Qualquer pessoa tem direito à discrição. Quando os meus pais morreram, eu e a minha irmã tivemos dois critérios: separar a correspondência de pessoas com importância na vida política e cultural e ver se essas cartas tinham recordações pessoais. E não lemos as outras, porque não acho que tenha, em nome da história, de ir ler a correspondência pessoal dos meus pais. Eles guardaram aquilo, não sei porquê, mas não tínhamos o direito de investigar a vida pessoal deles.

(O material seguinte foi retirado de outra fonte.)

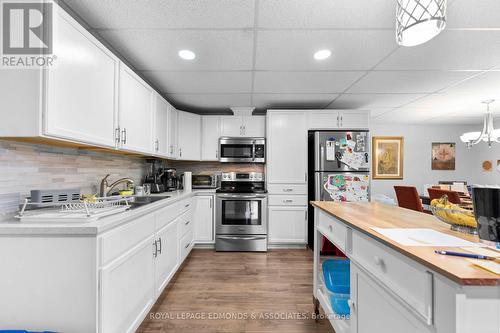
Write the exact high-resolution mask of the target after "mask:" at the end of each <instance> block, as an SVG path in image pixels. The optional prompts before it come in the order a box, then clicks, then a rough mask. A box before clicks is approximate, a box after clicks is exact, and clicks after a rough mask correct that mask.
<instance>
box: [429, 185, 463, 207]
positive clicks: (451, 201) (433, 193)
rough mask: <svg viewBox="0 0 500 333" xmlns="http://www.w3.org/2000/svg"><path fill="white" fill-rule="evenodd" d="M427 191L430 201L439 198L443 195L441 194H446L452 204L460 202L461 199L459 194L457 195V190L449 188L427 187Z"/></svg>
mask: <svg viewBox="0 0 500 333" xmlns="http://www.w3.org/2000/svg"><path fill="white" fill-rule="evenodd" d="M427 191H428V192H429V199H430V200H431V201H432V200H434V199H440V198H442V197H443V195H446V196H447V197H448V201H449V202H451V203H454V204H457V205H458V204H461V203H462V200H461V199H460V196H459V195H458V192H455V191H450V190H443V189H439V188H429V189H427Z"/></svg>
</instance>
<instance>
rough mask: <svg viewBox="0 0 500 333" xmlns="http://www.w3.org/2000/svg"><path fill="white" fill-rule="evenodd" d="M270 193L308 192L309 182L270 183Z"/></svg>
mask: <svg viewBox="0 0 500 333" xmlns="http://www.w3.org/2000/svg"><path fill="white" fill-rule="evenodd" d="M267 190H268V192H269V194H306V195H307V184H268V185H267Z"/></svg>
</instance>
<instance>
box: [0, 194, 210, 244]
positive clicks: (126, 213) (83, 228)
mask: <svg viewBox="0 0 500 333" xmlns="http://www.w3.org/2000/svg"><path fill="white" fill-rule="evenodd" d="M209 194H215V189H203V190H193V191H173V192H165V193H159V194H151V196H164V195H168V196H169V198H165V199H163V200H159V201H156V202H153V203H150V204H147V205H144V206H142V207H138V208H135V209H132V210H128V211H125V212H122V213H118V214H115V215H110V216H107V217H104V218H102V219H99V220H97V221H93V222H74V223H26V222H20V221H19V220H17V219H15V218H13V219H9V220H6V221H2V222H0V236H2V235H7V236H14V235H20V236H22V235H46V236H48V235H53V236H80V237H83V236H96V235H98V234H101V233H103V232H105V231H108V230H110V229H113V228H115V227H117V226H119V225H121V224H124V223H127V222H128V221H130V220H132V219H134V218H137V217H139V216H142V215H145V214H148V213H152V212H154V211H156V210H158V209H161V208H163V207H166V206H168V205H171V204H173V203H174V202H176V201H179V200H182V199H187V198H190V197H193V196H195V195H209Z"/></svg>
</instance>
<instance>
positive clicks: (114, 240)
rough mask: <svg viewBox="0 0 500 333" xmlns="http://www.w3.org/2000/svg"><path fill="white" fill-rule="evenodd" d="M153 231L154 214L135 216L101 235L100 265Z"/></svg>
mask: <svg viewBox="0 0 500 333" xmlns="http://www.w3.org/2000/svg"><path fill="white" fill-rule="evenodd" d="M154 232H155V216H154V214H148V215H145V216H141V217H139V218H137V219H136V220H135V221H133V222H129V223H127V224H125V225H123V226H121V227H118V228H116V229H114V230H111V231H110V232H107V233H105V234H103V235H102V237H101V265H102V266H104V265H106V264H107V263H108V262H110V261H111V260H113V259H114V258H116V257H118V256H120V255H122V254H123V253H125V252H126V251H127V250H128V249H130V248H132V247H133V246H135V245H137V244H139V243H140V242H141V241H142V240H144V239H146V238H147V237H149V236H151V235H152V234H153V233H154Z"/></svg>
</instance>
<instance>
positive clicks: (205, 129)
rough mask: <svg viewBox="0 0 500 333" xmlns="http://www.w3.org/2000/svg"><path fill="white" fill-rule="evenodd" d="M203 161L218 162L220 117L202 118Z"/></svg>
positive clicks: (202, 146)
mask: <svg viewBox="0 0 500 333" xmlns="http://www.w3.org/2000/svg"><path fill="white" fill-rule="evenodd" d="M201 124H202V129H201V135H202V139H201V160H202V161H217V160H218V159H219V137H220V117H217V116H203V117H201Z"/></svg>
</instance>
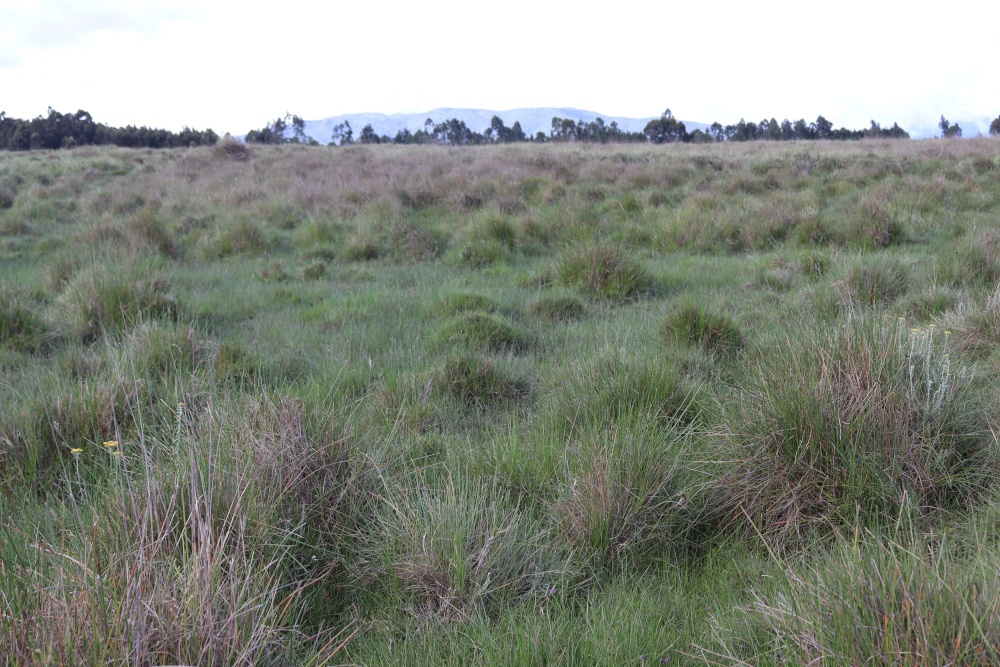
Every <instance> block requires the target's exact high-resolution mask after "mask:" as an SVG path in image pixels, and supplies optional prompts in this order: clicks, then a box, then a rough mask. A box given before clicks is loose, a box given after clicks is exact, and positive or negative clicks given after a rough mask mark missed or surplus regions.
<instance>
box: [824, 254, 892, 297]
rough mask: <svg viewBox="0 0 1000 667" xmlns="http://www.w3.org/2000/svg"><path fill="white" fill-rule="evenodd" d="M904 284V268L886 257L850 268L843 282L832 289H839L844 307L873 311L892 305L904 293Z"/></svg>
mask: <svg viewBox="0 0 1000 667" xmlns="http://www.w3.org/2000/svg"><path fill="white" fill-rule="evenodd" d="M908 283H909V270H908V267H907V266H906V265H904V264H903V263H902V262H900V261H899V260H896V259H894V258H892V257H889V256H886V255H875V256H874V257H872V258H870V259H868V260H867V261H865V260H858V261H856V262H854V263H853V264H850V265H849V266H848V267H847V271H846V272H845V274H844V278H843V280H841V281H839V282H837V283H834V286H835V287H841V288H843V292H844V296H845V299H844V300H845V301H846V302H847V304H861V305H865V306H873V307H874V306H884V305H886V304H889V303H892V302H893V301H895V300H896V299H897V298H898V297H900V296H901V295H902V294H903V293H905V292H906V290H907V287H908Z"/></svg>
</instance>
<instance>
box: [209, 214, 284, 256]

Umas memórias precisam de um tom e de uma sustentação e, principalmente, de uma ideia claríssima sobre o que é que se vai dizer, o que é que se pode dizer e o que é que não se pode. Eu tendo a achar que se pode dizer muito pouco porque as pessoas não podem ser íntimas e amigas do A, B e C e depois contar coisas sobre eles! Aos meus amigos digo muitas coisas presumindo confiança e ficaria multo espantado se a violassem. Portanto, as memórias têm de ter objectivos muito bem definidos, que devem ser redefinidos a cada episódio.